Will newly reopened schools send buses full of students to the theater, as they did in pre-pandemic times, wonders Michael Van Duzer, chairman of the artistic council of Theater West. And if they do, how will the company – which relied on interactivity to make the program fun – keep unvaccinated children under 12 safe and entertained?
âEverything is a question mark,â says Van Duzer.
One thing is almost certain: On September 24, the company will open its world premiere production of âOur Man in Santiago,â initially scheduled for March 13, 2020.
âWe have made a vow to reopen with this production, and unless there is an absolute stop, we will run these five weeks,â said Van Duzer.
Elisa Bocanegra, founder of BIPOC Hero Theater, is also set to move forward with a long-scheduled read on Saturday, even if only 10 people show up, she said. The show, “Flex” by Candrice Jones, is about a black southern women’s basketball team.
âIt’s so much of a celebration of southern black women and joy,â Bocanegra says, adding that she originally wanted to fully stage the play.
âWe just needed something to show us we were still alive,â Bocanegra says. “It might be crazy reading this now, but we needed to be together.”

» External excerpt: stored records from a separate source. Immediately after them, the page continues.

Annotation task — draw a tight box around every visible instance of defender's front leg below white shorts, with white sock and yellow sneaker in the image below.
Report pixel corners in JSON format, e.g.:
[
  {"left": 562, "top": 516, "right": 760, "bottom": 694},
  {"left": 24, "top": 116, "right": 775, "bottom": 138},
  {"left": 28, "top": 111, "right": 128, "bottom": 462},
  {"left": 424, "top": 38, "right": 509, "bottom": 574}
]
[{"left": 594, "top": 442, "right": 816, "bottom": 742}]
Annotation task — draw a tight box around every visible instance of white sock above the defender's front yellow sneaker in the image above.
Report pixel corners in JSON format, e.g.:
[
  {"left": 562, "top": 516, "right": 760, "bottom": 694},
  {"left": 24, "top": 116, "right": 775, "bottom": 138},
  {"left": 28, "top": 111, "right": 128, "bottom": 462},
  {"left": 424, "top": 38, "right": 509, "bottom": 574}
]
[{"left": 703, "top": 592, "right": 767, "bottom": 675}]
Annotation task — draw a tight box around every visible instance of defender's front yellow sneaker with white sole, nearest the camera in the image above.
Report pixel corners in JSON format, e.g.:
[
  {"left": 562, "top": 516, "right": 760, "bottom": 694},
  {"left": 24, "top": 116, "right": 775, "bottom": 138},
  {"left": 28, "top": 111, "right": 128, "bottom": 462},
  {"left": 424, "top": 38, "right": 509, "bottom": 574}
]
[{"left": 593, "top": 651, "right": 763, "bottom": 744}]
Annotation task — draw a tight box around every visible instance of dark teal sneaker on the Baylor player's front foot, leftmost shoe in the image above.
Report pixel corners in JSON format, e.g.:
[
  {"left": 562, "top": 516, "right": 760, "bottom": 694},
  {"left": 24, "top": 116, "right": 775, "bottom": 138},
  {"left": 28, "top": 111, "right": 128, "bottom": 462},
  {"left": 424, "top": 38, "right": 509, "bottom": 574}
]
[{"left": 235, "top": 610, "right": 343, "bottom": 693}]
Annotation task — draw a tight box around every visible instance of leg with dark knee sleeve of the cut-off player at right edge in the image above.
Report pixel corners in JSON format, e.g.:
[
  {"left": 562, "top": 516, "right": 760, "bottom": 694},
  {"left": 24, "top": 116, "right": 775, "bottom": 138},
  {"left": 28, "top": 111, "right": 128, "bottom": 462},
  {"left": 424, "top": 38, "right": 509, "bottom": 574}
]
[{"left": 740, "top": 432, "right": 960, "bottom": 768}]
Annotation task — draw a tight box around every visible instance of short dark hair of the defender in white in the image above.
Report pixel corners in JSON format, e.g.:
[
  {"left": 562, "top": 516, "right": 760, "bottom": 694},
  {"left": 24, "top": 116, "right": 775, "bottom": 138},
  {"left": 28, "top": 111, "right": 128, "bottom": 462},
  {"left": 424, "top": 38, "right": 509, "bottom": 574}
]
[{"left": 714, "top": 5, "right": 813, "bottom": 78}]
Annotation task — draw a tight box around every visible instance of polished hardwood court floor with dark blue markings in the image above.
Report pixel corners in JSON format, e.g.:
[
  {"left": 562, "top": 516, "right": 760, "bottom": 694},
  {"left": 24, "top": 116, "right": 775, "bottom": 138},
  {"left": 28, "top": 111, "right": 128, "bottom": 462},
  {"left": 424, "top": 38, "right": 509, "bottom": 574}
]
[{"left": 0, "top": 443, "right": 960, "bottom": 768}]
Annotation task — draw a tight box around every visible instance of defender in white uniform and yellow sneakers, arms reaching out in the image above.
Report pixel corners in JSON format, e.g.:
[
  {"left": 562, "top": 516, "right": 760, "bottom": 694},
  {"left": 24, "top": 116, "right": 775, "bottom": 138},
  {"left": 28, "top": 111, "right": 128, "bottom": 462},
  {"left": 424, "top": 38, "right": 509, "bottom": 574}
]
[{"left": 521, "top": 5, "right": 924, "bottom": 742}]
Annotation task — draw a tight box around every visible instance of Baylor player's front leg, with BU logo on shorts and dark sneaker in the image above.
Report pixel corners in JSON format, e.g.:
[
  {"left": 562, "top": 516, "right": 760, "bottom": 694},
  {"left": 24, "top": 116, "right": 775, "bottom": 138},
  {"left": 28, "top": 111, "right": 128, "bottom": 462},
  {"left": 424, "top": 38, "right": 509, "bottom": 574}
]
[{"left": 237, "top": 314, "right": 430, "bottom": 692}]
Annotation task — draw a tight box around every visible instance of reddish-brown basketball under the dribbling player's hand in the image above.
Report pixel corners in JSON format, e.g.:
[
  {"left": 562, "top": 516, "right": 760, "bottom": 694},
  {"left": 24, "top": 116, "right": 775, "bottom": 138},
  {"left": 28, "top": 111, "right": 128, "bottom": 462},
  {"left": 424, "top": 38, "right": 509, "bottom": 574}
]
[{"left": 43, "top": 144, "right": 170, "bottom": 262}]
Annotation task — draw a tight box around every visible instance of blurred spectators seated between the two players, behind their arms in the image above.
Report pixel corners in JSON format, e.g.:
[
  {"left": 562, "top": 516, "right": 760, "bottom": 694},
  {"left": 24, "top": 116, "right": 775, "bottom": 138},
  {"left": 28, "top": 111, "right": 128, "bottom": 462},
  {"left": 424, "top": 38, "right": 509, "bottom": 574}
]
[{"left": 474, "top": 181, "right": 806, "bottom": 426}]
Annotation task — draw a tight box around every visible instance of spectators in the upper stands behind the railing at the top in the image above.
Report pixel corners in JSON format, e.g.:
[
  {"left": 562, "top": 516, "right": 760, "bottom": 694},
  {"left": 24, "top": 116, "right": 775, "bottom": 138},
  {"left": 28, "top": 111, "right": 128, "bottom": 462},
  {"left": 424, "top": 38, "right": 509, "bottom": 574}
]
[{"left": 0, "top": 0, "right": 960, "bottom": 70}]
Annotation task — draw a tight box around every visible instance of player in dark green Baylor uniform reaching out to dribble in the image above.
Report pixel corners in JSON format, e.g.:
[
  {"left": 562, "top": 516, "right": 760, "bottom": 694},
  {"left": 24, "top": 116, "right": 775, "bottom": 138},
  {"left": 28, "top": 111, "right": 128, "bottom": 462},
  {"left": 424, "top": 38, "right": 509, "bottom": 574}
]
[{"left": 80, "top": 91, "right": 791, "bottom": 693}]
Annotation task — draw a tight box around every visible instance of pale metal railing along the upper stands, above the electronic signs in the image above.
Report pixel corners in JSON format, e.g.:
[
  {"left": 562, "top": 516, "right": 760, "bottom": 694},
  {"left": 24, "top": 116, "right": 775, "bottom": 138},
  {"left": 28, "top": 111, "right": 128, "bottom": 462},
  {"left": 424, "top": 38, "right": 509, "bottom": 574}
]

Hero is celebrating his 10th birthday under a delta cloud made darker by the fact that Bocanegra’s brother is a COVID-19 long-haul and has been hospitalized since last summer after a stroke caused by the disease.
âIt affects so many communities of color at a disproportionate rate,â Bocanegra said. “Trying to keep a theater company afloat in the midst of what so many families are going through is so difficult.”

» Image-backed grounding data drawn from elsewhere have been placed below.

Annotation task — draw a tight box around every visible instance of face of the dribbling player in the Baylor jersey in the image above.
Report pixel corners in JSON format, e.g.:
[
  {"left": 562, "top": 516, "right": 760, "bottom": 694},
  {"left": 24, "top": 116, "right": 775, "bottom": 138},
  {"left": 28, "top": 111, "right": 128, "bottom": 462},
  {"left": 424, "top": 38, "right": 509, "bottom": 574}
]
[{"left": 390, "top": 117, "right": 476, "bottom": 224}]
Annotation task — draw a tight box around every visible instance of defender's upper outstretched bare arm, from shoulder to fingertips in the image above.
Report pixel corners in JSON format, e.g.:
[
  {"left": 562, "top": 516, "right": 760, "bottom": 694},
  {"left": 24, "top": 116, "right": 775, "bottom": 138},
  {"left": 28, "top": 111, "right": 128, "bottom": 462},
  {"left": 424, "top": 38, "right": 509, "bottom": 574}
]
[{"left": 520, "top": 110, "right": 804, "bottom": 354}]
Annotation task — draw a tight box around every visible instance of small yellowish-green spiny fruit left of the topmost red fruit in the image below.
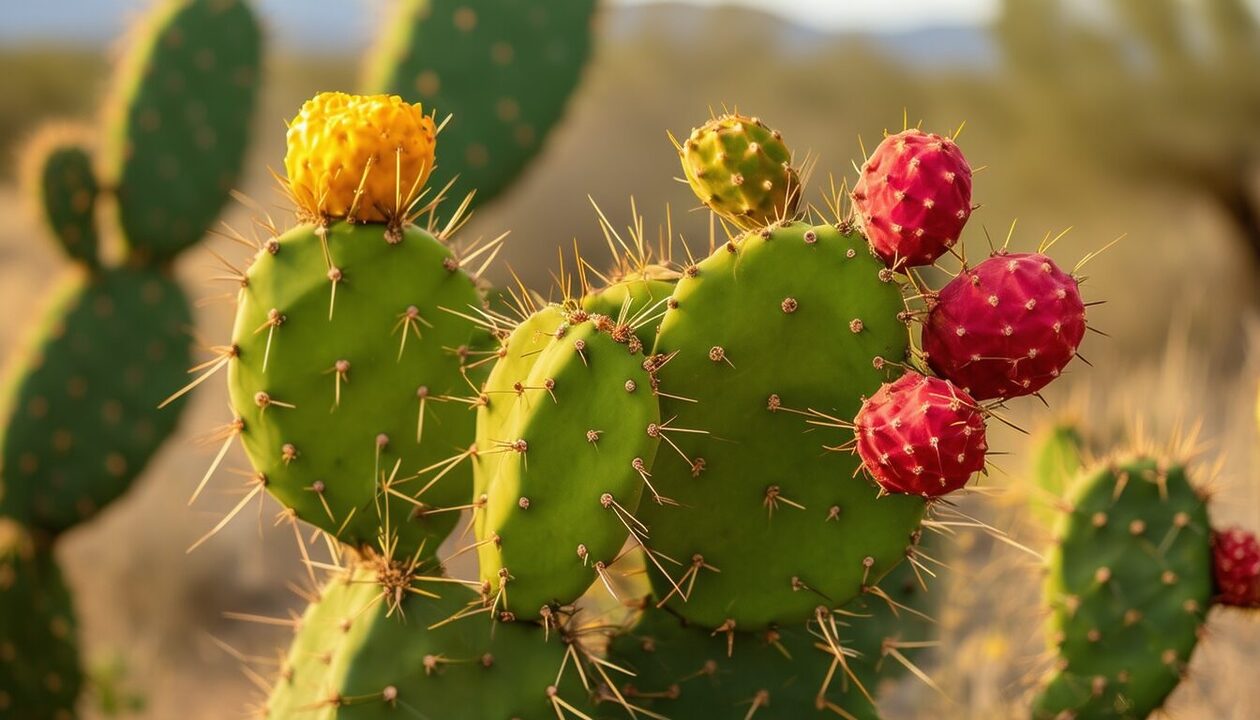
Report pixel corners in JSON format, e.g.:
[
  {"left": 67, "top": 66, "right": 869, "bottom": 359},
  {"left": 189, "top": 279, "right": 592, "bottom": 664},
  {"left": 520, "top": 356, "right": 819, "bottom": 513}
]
[{"left": 678, "top": 115, "right": 800, "bottom": 229}]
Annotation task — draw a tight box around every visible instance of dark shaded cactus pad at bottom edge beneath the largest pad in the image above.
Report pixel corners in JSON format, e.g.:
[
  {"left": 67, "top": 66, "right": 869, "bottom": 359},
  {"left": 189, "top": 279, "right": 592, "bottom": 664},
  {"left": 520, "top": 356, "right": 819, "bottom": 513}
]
[{"left": 609, "top": 609, "right": 879, "bottom": 720}]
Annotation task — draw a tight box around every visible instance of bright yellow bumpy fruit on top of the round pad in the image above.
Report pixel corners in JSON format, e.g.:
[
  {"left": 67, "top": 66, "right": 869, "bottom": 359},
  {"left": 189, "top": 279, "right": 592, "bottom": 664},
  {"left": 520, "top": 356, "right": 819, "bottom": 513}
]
[{"left": 285, "top": 92, "right": 437, "bottom": 222}]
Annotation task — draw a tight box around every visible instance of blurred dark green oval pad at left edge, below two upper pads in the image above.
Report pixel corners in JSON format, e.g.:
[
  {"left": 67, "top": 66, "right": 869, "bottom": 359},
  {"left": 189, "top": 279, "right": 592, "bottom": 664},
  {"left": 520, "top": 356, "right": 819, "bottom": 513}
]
[{"left": 0, "top": 267, "right": 193, "bottom": 533}]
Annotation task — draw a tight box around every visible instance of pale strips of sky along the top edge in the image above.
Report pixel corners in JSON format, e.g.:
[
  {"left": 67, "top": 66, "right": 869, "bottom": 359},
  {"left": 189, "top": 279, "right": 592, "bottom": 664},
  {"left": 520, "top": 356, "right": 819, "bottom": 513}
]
[{"left": 0, "top": 0, "right": 998, "bottom": 47}]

By force of will, Bocanegra and his management team have weathered the past 18 months. Many members of the company were unemployed and Bocanegra booked a Chevy ad in Spanish. She says she invested every last penny in the business and devoted her waking hours to fundraising, including a recent campaign with a goal of $ 100,000.
âIf we still have to go through two more years of just fundraising and applying for emergency grants, we just won’t make it – I won’t,â Bocanegra said.
Then, like most small theater leaders, she quickly corrects the course.
âWe’re not going anywhere,â Bocanegra said, adding that she came from a strong-willed Puerto Rican family. “We will continue to do this. There is no way we will let COVID get us down.”